## 1. Import Library

In [None]:
import tensorflow as tf
from transformers import BertTokenizer, TFBertModel
import numpy as np
import pandas as pd
from nltk.tokenize import sent_tokenize
import nltk
from sklearn.model_selection import train_test_split
import os

# Download NLTK data
nltk.download('punkt')

# Set seed untuk reproducibility
tf.random.set_seed(42)
np.random.seed(42)

## 2. Load Dataset

In [None]:
# Load both datasets
student_chatgpt = pd.read_csv("student_chatgpt.csv")
only_chatgpt = pd.read_csv("only_chatgpt.csv")

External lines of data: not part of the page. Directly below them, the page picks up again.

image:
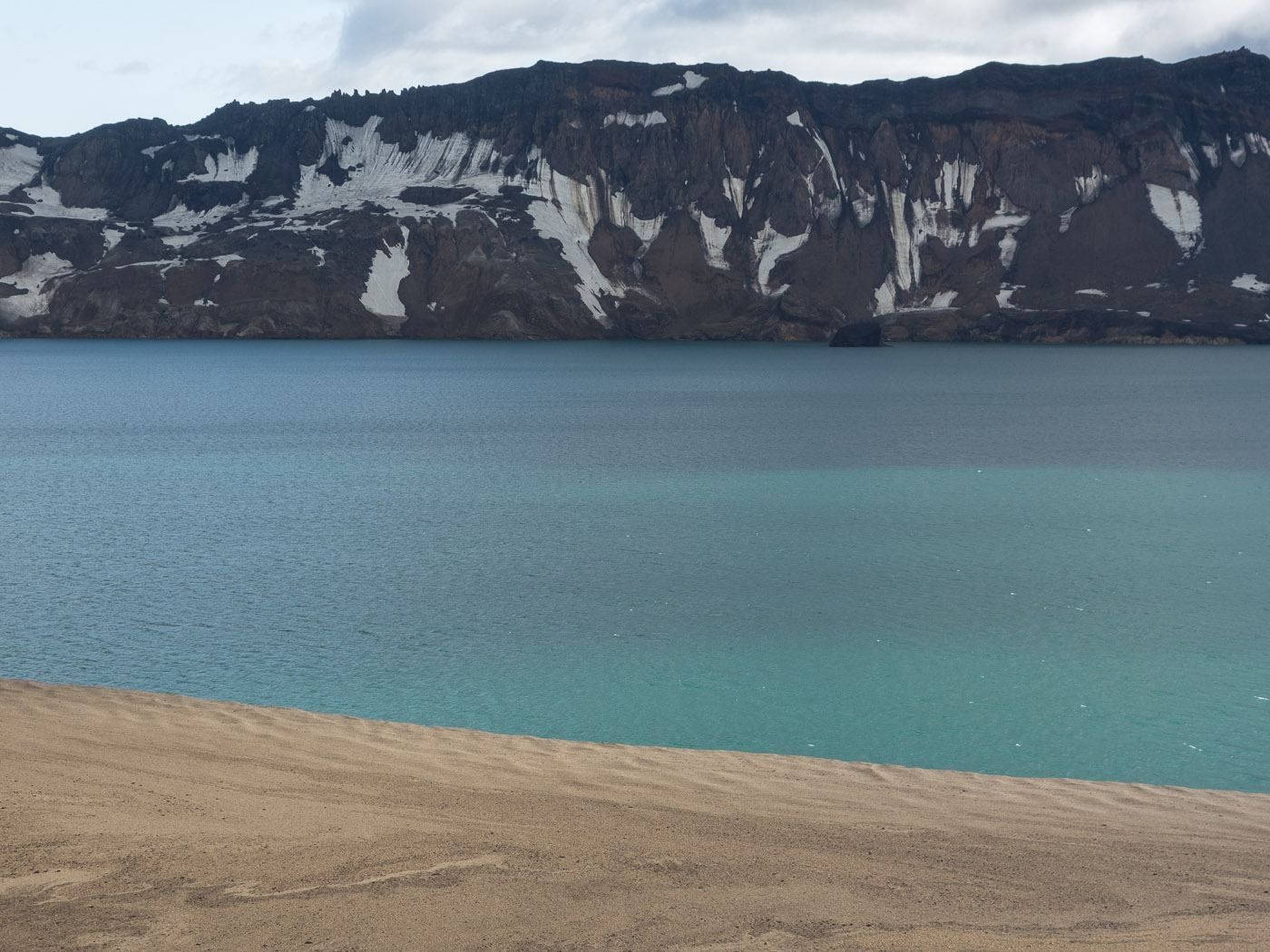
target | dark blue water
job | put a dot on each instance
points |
(1035, 561)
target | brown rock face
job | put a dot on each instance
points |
(1119, 199)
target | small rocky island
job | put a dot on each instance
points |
(1111, 200)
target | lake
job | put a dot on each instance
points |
(1019, 560)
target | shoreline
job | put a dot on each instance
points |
(158, 821)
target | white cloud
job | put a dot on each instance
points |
(181, 63)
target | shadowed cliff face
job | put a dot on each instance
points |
(1120, 199)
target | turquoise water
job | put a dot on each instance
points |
(1035, 561)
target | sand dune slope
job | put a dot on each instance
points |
(146, 821)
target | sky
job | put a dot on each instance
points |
(103, 63)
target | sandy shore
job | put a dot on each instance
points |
(151, 821)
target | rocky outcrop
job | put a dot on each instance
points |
(1119, 199)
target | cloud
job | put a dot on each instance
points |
(409, 42)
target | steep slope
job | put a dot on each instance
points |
(1117, 199)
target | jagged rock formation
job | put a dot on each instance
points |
(1119, 199)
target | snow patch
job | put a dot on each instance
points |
(624, 118)
(48, 205)
(734, 189)
(389, 268)
(181, 219)
(1248, 282)
(1089, 187)
(770, 247)
(955, 183)
(38, 278)
(377, 170)
(569, 215)
(18, 165)
(229, 167)
(1178, 212)
(691, 80)
(884, 297)
(864, 206)
(1237, 155)
(1007, 248)
(714, 237)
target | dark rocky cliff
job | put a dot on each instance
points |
(1119, 199)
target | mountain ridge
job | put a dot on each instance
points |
(1117, 199)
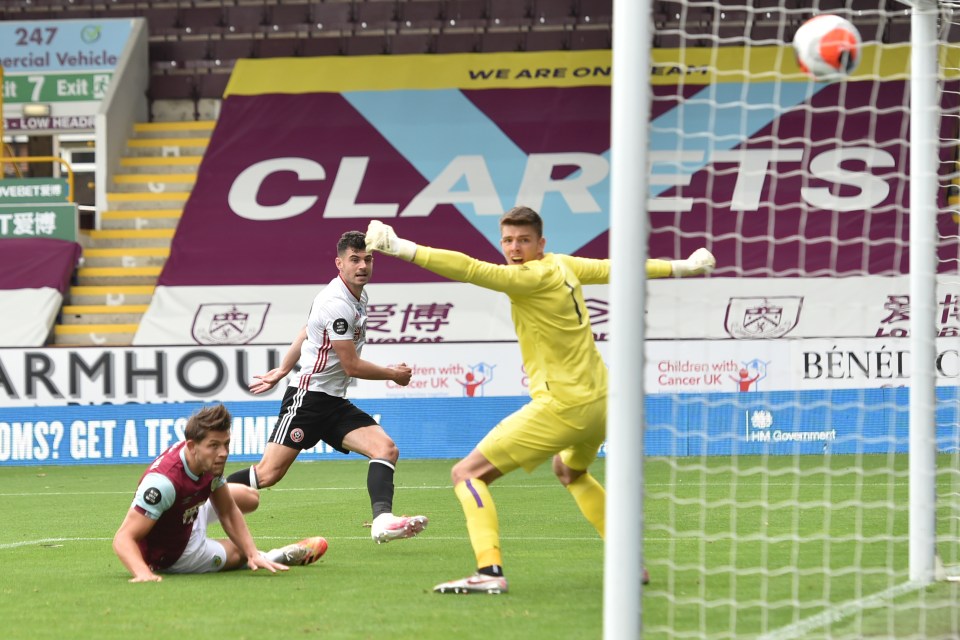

# Display basic information about the datasets
print("Student-ChatGPT Dataset Info:")
print(f"Number of rows: {len(student_chatgpt)}")
print("\nSample of student_chatgpt data:")
print(student_chatgpt.head(2))

print("\nOnly-ChatGPT Dataset Info:")
print(f"Number of rows: {len(only_chatgpt)}")
print("\nSample of only_chatgpt data:")
print(only_chatgpt.head(2))

## 3. Preprocessing Data

In [None]:
# Function to preprocess text
def preprocess_text(text):
    """Convert text to lowercase and segment into sentences"""
    text = str(text).lower()  # Convert to lowercase
    sentences = sent_tokenize(text)  # Split into sentences
    return sentences

# Process student essays
student_sentences = []
student_labels = []
for text in student_chatgpt['student']:
    sentences = preprocess_text(text)
    student_sentences.extend(sentences)
    student_labels.extend([0] * len(sentences))  # 0 for student

# Process ChatGPT responses from student_chatgpt dataset
chatgpt_sentences_1 = []
chatgpt_labels_1 = []
for text in student_chatgpt['chatgpt']:
    sentences = preprocess_text(text)
    chatgpt_sentences_1.extend(sentences)
    chatgpt_labels_1.extend([1] * len(sentences))  # 1 for ChatGPT

# Process only_chatgpt responses
chatgpt_sentences_2 = []
chatgpt_labels_2 = []
for text in only_chatgpt['chatgpt']:
    sentences = preprocess_text(text)
    chatgpt_sentences_2.extend(sentences)
    chatgpt_labels_2.extend([1] * len(sentences))

print(f"Number of student sentences: {len(student_sentences)}")
print(f"Number of ChatGPT sentences (from student_chatgpt): {len(chatgpt_sentences_1)}")
print(f"Number of ChatGPT sentences (from only_chatgpt): {len(chatgpt_sentences_2)}")

## 4. Inisialisasi BERT Tokenizer

In [None]:
# Initialize tokenizer for IndoBERT
tokenizer = BertTokenizer.from_pretrained("indobenchmark/indobert-base-p2")

# Function to tokenize text
def tokenize_text(texts, max_length=512):
    return tokenizer(
        texts,
        padding='max_length',
        truncation=True,
        max_length=max_length,
        return_tensors="tf"
    )

## 5. Membuat Model BERT Bi-Encoder

In [None]:
# Load base BERT model
bert_model = TFBertModel.from_pretrained("indobenchmark/indobert-base-p2")

# Create Bi-Encoder for student data
input_ids = tf.keras.layers.Input(shape=(512,), dtype=tf.int32, name="input_ids")
attention_mask = tf.keras.layers.Input(shape=(512,), dtype=tf.int32, name="attention_mask")

# BERT embeddings
bert_outputs = bert_model(input_ids, attention_mask=attention_mask)[0]
cls_token = bert_outputs[:, 0, :]  # Get [CLS] token representation

# Dense layers for embedding
dense1 = tf.keras.layers.Dense(256, activation="relu")(cls_token)
dropout = tf.keras.layers.Dropout(0.1)(dense1)
output = tf.keras.layers.Dense(128)(dropout)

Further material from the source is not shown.